We preach Christ, and not just the benefits that he offers. This is part of the commitment to ‘Trinitarian personalism’ advocated by Scott R. Swain. He concludes:
Often the commitment to being “Christ-centered” in preaching leads to sermons whose central point is the atonement or justification. Now mind you, one cannot preach Christ without preaching the atonement and justification. But there is a marked difference between preaching the crucifixion and preaching “Jesus Christ and him crucified” (1 Cor 2:2). And there is a marked difference between preaching justification and preaching “him who justifies the ungodly” (Rom 4:5). The former falls short of, while the latter serves, the Bible’s trinitarian personalism.
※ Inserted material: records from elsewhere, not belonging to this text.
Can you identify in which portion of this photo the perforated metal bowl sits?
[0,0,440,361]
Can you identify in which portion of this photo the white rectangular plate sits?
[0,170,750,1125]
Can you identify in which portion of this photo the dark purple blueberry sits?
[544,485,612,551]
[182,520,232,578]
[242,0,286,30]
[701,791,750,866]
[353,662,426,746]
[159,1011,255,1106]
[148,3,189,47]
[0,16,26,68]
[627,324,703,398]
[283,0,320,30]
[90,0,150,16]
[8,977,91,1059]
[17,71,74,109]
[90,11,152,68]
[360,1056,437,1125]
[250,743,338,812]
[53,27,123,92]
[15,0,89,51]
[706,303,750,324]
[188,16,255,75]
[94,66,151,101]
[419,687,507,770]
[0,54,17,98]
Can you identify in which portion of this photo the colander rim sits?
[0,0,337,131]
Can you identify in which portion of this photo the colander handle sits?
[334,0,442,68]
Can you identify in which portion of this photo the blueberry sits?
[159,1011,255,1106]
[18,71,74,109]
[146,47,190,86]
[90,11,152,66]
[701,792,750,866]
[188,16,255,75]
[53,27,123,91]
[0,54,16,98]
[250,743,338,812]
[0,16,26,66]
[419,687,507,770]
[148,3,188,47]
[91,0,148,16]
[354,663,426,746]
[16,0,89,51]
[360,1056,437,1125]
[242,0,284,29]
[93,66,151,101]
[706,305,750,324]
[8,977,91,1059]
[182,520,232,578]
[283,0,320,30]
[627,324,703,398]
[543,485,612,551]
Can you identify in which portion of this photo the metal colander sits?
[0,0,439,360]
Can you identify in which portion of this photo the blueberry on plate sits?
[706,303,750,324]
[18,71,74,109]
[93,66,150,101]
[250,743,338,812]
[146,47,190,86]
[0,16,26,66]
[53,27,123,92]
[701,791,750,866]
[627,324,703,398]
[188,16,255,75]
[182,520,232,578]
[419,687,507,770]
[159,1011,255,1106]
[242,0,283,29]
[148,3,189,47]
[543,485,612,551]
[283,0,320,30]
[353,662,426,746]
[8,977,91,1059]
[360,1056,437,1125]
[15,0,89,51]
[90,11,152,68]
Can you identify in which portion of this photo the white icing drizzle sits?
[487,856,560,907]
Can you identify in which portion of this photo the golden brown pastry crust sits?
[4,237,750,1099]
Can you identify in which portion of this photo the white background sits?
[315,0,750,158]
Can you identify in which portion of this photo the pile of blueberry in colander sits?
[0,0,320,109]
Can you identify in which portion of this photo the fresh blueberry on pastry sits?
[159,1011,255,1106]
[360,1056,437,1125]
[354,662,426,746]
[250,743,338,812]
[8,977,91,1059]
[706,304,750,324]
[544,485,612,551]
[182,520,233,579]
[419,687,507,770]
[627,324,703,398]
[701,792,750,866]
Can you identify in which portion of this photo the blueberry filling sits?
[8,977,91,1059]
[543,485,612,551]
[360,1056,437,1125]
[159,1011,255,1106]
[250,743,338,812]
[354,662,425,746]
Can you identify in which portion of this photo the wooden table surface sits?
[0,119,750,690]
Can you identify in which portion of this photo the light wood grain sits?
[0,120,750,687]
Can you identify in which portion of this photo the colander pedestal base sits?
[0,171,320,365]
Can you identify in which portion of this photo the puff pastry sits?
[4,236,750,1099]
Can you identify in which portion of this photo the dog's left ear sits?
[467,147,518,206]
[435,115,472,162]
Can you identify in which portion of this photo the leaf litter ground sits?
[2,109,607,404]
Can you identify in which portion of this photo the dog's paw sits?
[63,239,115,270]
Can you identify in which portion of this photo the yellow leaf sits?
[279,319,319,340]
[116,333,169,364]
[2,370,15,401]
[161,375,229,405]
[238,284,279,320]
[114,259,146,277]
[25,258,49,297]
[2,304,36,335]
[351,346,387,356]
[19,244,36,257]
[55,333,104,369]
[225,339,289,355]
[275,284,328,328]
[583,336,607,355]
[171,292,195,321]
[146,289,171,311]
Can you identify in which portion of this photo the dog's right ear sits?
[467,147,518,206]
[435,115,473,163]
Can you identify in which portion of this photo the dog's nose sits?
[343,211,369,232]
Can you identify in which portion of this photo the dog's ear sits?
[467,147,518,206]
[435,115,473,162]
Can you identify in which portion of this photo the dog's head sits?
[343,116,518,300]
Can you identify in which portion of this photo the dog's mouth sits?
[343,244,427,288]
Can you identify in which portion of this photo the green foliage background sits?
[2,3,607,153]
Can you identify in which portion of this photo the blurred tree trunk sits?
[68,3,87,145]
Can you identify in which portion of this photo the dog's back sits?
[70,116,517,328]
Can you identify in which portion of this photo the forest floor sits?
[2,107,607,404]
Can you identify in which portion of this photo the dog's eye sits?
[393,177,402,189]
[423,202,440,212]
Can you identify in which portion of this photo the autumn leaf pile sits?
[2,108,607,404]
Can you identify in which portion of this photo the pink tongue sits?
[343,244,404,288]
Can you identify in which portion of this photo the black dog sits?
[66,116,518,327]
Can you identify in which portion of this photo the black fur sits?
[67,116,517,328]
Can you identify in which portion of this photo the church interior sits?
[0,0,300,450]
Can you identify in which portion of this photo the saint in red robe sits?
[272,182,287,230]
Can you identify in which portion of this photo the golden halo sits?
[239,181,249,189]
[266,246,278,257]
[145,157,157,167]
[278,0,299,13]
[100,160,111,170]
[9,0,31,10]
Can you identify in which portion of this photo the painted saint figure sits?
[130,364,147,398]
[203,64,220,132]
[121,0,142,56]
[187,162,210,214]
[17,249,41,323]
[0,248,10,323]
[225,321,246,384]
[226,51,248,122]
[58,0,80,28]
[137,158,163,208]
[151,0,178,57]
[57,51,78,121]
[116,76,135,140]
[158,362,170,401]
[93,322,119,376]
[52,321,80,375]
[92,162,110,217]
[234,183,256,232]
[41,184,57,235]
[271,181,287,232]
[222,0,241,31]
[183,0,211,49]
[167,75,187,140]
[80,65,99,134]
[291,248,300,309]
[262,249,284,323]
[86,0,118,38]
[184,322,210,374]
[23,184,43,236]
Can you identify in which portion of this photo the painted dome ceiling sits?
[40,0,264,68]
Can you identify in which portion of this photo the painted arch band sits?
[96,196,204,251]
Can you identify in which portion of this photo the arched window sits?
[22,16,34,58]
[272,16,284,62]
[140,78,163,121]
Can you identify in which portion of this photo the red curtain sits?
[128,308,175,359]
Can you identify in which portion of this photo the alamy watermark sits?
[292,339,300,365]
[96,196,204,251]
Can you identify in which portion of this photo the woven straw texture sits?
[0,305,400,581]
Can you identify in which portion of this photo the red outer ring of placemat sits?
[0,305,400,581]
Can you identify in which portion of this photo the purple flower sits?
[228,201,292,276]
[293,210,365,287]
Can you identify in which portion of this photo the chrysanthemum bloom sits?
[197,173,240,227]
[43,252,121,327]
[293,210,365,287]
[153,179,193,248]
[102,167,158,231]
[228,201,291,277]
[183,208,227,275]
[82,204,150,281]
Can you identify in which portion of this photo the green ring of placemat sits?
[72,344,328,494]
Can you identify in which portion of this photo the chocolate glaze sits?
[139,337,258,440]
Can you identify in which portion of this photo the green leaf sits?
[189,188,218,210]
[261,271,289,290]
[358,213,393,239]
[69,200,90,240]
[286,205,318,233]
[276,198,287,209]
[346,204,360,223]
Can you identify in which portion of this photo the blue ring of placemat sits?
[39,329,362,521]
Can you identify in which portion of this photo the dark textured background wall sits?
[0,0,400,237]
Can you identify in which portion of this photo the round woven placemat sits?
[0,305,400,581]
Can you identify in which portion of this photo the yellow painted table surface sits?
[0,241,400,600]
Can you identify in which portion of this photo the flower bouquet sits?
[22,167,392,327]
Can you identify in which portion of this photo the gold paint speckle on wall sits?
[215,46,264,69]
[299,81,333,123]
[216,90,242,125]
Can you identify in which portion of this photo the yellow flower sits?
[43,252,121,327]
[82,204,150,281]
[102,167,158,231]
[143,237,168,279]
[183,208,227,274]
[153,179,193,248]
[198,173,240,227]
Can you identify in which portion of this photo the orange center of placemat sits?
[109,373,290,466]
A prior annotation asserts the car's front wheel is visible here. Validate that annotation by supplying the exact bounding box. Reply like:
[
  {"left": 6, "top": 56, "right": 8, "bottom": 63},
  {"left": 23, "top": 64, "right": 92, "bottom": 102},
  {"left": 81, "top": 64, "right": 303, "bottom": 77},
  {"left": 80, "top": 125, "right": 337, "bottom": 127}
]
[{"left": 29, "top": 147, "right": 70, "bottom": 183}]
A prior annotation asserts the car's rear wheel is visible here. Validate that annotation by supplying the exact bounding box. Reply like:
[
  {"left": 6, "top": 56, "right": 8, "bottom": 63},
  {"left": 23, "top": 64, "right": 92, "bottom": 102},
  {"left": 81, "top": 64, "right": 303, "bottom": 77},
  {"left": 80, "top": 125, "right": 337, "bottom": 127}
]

Jesus Christ is not the solution to a puzzle, whether that solution is derived by means of a sophisticated homiletical method or a sophisticated hermeneutical method. Jesus Christ is God the Son in person. Someone, not something, is the central subject matter and scope of Scripture. Someone, not something, should be the central subject matter and scope of Christian preaching.
As Sinclair Ferguson is wont to emphasize in his teaching and to exemplify in his preaching, Christian preaching is about “placarding” the Son of God incarnate, the second person of the Trinity, before the eyes of men and women, boys and girls (Gal 3:1). Though preaching involves the presentation of ideas and moral instruction, it involves so much more as well. And this “so much more” is trinitarian and personal. In preaching, we are heralds of the king, announcing that he has come and that he is coming again. In preaching, we are friends of the bridegroom, wooing the bride to embrace her beloved Lord. In preaching, we are ministers of the new covenant, presenting Jesus Christ, clothed in all the promises of the gospel, and summoning hearers to engage him in covenant union and communion.
He, someone not something, is the supreme subject matter and scope of Christian preaching: God the Son incarnate, clothed with the promises of the gospel, crucified and risen, ascended and coming again. This, it seems to me, is the fundamental implication of trinitarian personalism for Christian preaching.